Searching & SortingProblem 13 of 36
Count triplet with sum smaller than a given value
Problem Statement
Given an array of distinct integers and a sum value, count all triplets with sum smaller than the given sum value.
Constraints:
- All elements are distinct
- Return the count of triplets, not the triplets themselves
Example:
- Input:
arr = [-2, 0, 1, 3],sum = 2 - Output:
2 - Explanation: Triplets are (-2, 0, 1) and (-2, 0, 3) with sums -1 and 1
Example 2:
- Input:
arr = [5, 1, 3, 4, 7],sum = 12 - Output:
4 - Explanation: Triplets with sum < 12: (1,3,4), (1,3,5), (1,3,7), (1,4,5)... count = 4
Approach 1: Brute Force (Three Loops)
Intuition
Check all possible triplets and count those with sum less than the given value.
Algorithm
- Use three nested loops to select three elements
- If their sum < target, increment count
- Return total count
java
public class Solution {
public int countTriplets(int[] arr, int sum) {
int n = arr.length;
int count = 0;
for (int i = 0; i < n - 2; i++) {
for (int j = i + 1; j < n - 1; j++) {
for (int k = j + 1; k < n; k++) {
if (arr[i] + arr[j] + arr[k] < sum) {
count++;
}
}
}
}
return count;
}
}Complexity Analysis
- Time Complexity: O(n³) - Three nested loops
- Space Complexity: O(1) - No extra space
Approach 2: Sorting + Two Pointers (Optimal)
Intuition
Sort the array.
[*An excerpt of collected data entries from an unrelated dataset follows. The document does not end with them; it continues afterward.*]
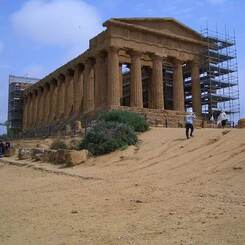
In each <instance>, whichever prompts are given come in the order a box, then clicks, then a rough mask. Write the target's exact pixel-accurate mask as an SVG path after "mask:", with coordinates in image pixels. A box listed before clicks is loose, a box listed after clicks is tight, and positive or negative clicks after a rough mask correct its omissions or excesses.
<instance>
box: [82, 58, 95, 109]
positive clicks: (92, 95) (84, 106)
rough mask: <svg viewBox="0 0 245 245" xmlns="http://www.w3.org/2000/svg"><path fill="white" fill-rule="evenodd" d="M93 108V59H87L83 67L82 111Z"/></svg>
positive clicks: (93, 88) (89, 58)
mask: <svg viewBox="0 0 245 245" xmlns="http://www.w3.org/2000/svg"><path fill="white" fill-rule="evenodd" d="M93 110H94V69H93V60H92V59H90V58H89V59H87V60H86V62H85V69H84V94H83V112H84V113H87V112H90V111H93Z"/></svg>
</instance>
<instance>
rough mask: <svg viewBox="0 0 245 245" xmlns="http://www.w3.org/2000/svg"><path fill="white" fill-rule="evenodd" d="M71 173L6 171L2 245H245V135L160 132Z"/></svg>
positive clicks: (0, 167) (89, 160)
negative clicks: (185, 134) (123, 150)
mask: <svg viewBox="0 0 245 245" xmlns="http://www.w3.org/2000/svg"><path fill="white" fill-rule="evenodd" d="M140 138H141V140H142V142H141V143H140V144H139V145H138V146H136V147H135V146H133V147H129V148H128V149H127V150H125V151H118V152H115V153H112V154H110V155H106V156H102V157H98V158H96V159H90V160H89V161H88V162H87V163H86V164H84V165H80V166H77V167H75V168H72V169H64V171H65V172H67V173H76V174H79V175H82V176H85V177H88V176H89V177H93V178H95V179H90V180H83V179H79V178H73V177H69V176H61V175H56V174H49V173H45V172H41V171H36V170H33V169H31V168H26V167H22V168H21V167H15V166H9V165H4V164H1V165H0V195H1V198H0V244H140V245H141V244H245V188H244V186H245V130H244V129H240V130H238V129H233V130H217V129H200V130H197V131H196V133H195V137H194V138H193V139H191V140H185V138H184V133H183V129H162V128H154V129H152V130H150V131H149V132H147V133H145V134H142V135H141V136H140Z"/></svg>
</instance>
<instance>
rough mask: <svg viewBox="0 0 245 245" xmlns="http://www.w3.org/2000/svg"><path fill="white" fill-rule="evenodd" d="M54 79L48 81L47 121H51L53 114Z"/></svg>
mask: <svg viewBox="0 0 245 245" xmlns="http://www.w3.org/2000/svg"><path fill="white" fill-rule="evenodd" d="M55 87H56V85H55V81H54V80H53V81H51V83H50V91H49V115H48V122H52V121H53V118H54V114H55V109H56V108H55V102H56V95H55Z"/></svg>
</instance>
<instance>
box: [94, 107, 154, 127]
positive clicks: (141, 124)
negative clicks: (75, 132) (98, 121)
mask: <svg viewBox="0 0 245 245" xmlns="http://www.w3.org/2000/svg"><path fill="white" fill-rule="evenodd" d="M98 120H100V121H102V120H103V121H113V122H119V123H125V124H127V125H128V126H130V127H131V128H133V129H134V130H135V131H136V132H145V131H147V130H148V129H149V125H148V123H147V122H146V120H145V118H144V117H142V116H140V115H139V114H137V113H135V112H129V111H117V110H112V111H110V112H104V113H102V114H100V115H99V117H98Z"/></svg>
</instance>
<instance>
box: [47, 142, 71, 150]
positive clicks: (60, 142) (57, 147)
mask: <svg viewBox="0 0 245 245" xmlns="http://www.w3.org/2000/svg"><path fill="white" fill-rule="evenodd" d="M67 148H68V146H67V144H66V143H65V142H64V141H62V140H55V141H54V142H53V143H52V144H51V145H50V149H52V150H59V149H67Z"/></svg>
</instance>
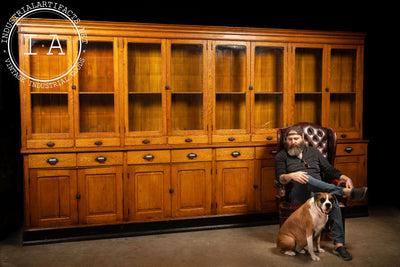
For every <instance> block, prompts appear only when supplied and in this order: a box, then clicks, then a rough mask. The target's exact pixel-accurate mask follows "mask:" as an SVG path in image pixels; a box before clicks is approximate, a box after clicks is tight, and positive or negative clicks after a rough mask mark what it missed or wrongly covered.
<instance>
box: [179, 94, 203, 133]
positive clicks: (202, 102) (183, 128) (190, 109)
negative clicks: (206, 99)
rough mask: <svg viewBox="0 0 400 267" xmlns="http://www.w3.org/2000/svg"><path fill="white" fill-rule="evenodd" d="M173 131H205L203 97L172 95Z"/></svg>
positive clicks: (193, 94)
mask: <svg viewBox="0 0 400 267" xmlns="http://www.w3.org/2000/svg"><path fill="white" fill-rule="evenodd" d="M172 118H173V119H172V130H202V129H203V95H202V94H173V95H172Z"/></svg>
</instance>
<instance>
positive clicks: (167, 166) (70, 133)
mask: <svg viewBox="0 0 400 267" xmlns="http://www.w3.org/2000/svg"><path fill="white" fill-rule="evenodd" d="M80 26H81V27H83V28H85V31H86V33H87V44H86V45H85V47H84V49H83V50H84V51H82V53H81V60H82V63H83V64H81V65H79V66H76V67H75V68H74V71H72V72H70V73H68V74H66V75H64V79H63V82H62V83H59V84H57V85H55V86H45V85H46V83H42V84H40V83H36V84H35V83H33V81H34V79H42V80H43V79H47V80H52V79H56V78H57V75H60V74H62V73H60V72H62V70H64V69H65V68H66V67H67V66H70V65H71V64H72V62H74V61H75V60H76V58H77V55H78V51H79V47H80V44H79V42H78V37H77V36H76V35H75V33H74V32H73V31H72V30H71V29H69V27H68V26H67V24H66V22H64V21H60V20H47V19H43V20H41V19H24V20H21V21H20V22H19V25H18V27H19V32H18V34H19V53H20V64H21V66H22V67H23V69H24V70H25V71H26V72H27V73H26V74H29V75H30V77H32V79H30V80H29V81H28V82H22V81H21V82H20V90H21V92H20V95H21V137H22V138H21V139H22V149H21V152H22V153H23V155H24V170H25V174H24V175H25V178H24V179H25V182H24V185H25V188H24V190H25V212H26V214H25V218H26V221H25V225H26V228H27V229H28V230H31V229H34V230H35V231H41V230H42V229H43V228H47V229H49V228H58V227H61V226H62V227H66V226H68V227H80V226H81V225H84V224H85V225H86V226H85V227H87V225H104V224H129V223H137V222H147V221H156V220H158V221H160V220H161V221H162V220H171V219H178V218H186V219H187V218H193V217H215V216H219V215H224V216H226V215H228V214H242V215H243V214H250V213H262V212H275V211H276V208H275V195H276V189H274V188H273V180H274V179H275V177H274V157H275V154H276V137H277V136H276V131H277V128H281V127H286V126H288V125H291V124H293V123H296V122H300V121H308V122H313V123H317V124H320V125H322V126H325V127H334V128H335V129H336V130H337V132H338V137H339V145H338V155H337V158H336V166H337V167H338V168H339V169H342V171H343V172H344V173H345V174H347V175H348V176H350V177H351V178H352V179H353V180H354V181H355V185H356V186H362V185H365V184H366V157H367V142H366V141H364V140H362V99H363V83H362V82H363V49H364V38H365V35H364V34H361V33H344V32H321V31H301V30H277V29H275V30H274V29H250V28H246V29H244V28H228V27H205V26H182V25H181V26H176V25H157V24H135V23H114V22H94V21H81V22H80ZM54 33H57V38H58V40H59V42H60V46H59V47H58V49H57V53H53V54H49V53H48V46H49V45H50V44H51V42H52V40H53V39H52V38H54ZM51 34H53V35H51ZM39 85H40V86H39ZM343 146H344V147H343ZM349 147H351V148H352V150H351V151H350V148H349ZM348 148H349V149H348ZM346 149H347V150H346ZM343 151H344V152H343ZM351 204H352V205H365V204H366V202H363V203H361V202H358V203H351Z"/></svg>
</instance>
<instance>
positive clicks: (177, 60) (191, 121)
mask: <svg viewBox="0 0 400 267" xmlns="http://www.w3.org/2000/svg"><path fill="white" fill-rule="evenodd" d="M203 77H204V76H203V45H191V44H172V45H171V91H172V100H171V108H172V130H202V129H203Z"/></svg>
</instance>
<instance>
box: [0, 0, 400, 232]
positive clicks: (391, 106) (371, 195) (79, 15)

Fix one element and use two pointers for the remaining two. When we find a valid triplet, all elements between left and right also form valid triplets.
Key Insight
If arr[i] + arr[left] + arr[right] < sum, then all elements from left+1 to right-1 when paired with arr[i] and arr[left] will also satisfy the condition. So we can add (right - left) triplets at once.
Algorithm
- Sort the array
- For each element arr[i] (fix first element)
- Use two pointers: left = i+1, right = n-1
- If arr[i] + arr[left] + arr[right] < sum:
- Add (right - left) to count
- Move left pointer right
- Else move right pointer left
java
import java.util.Arrays;
public class Solution {
public int countTriplets(int[] arr, int sum) {
int n = arr.length;
if (n < 3) return 0;
Arrays.sort(arr);
int count = 0;
for (int i = 0; i < n - 2; i++) {
int left = i + 1;
int right = n - 1;
while (left < right) {
int currentSum = arr[i] + arr[left] + arr[right];
if (currentSum < sum) {
// All elements from left+1 to right form valid triplets
count += (right - left);
left++;
} else {
right--;
}
}
}
return count;
}
}Dry Run Example
arr = [-2, 0, 1, 3], sum = 2
sorted arr = [-2, 0, 1, 3]
i=0, arr[i]=-2:
left=1, right=3
sum = -2 + 0 + 3 = 1 < 2
count += (3-1) = 2, left=2
left=2, right=3
sum = -2 + 1 + 3 = 2 >= 2
right=2
left=2, right=2, STOP
i=1, arr[i]=0:
left=2, right=3
sum = 0 + 1 + 3 = 4 >= 2
right=2
left=2, right=2, STOP
Total count = 2
Triplets: (-2, 0, 1), (-2, 0, 3)
Why This Works
sorted arr = [-2, 0, 1, 3]
i=0, arr[i]=-2, left=1 (arr[left]=0), right=3 (arr[right]=3)
sum = -2 + 0 + 3 = 1 < 2
If sum with largest element (3) is < target,
then sums with smaller elements (1) are also < target.
So triplets: (-2, 0, 3), (-2, 0, 1)
Count = right - left = 3 - 1 = 2
Complexity Analysis
- Time Complexity: O(n²) - Sorting O(n log n) + Two pointer for each element O(n²)
- Space Complexity: O(1) - In-place (or O(n) depending on sort)
Variation: Print All Triplets
Variation: Count Triplets with Sum Greater Than Value
Variation: Count Triplets with Sum in Range [low, high]
Key Takeaways
- Two Pointer Technique: After sorting, two pointers efficiently find valid pairs
- Batch Counting: When one triplet is valid, count all valid triplets between pointers
- Key Insight: If arr[left] + arr[right] < target, all elements between them also work
- Sorting Requirement: Two-pointer approach only works on sorted arrays
- Time Trade-off: O(n³) to O(n²) is significant improvement
- Similar Problems: Count pairs with sum < K, Count quadruplets, etc.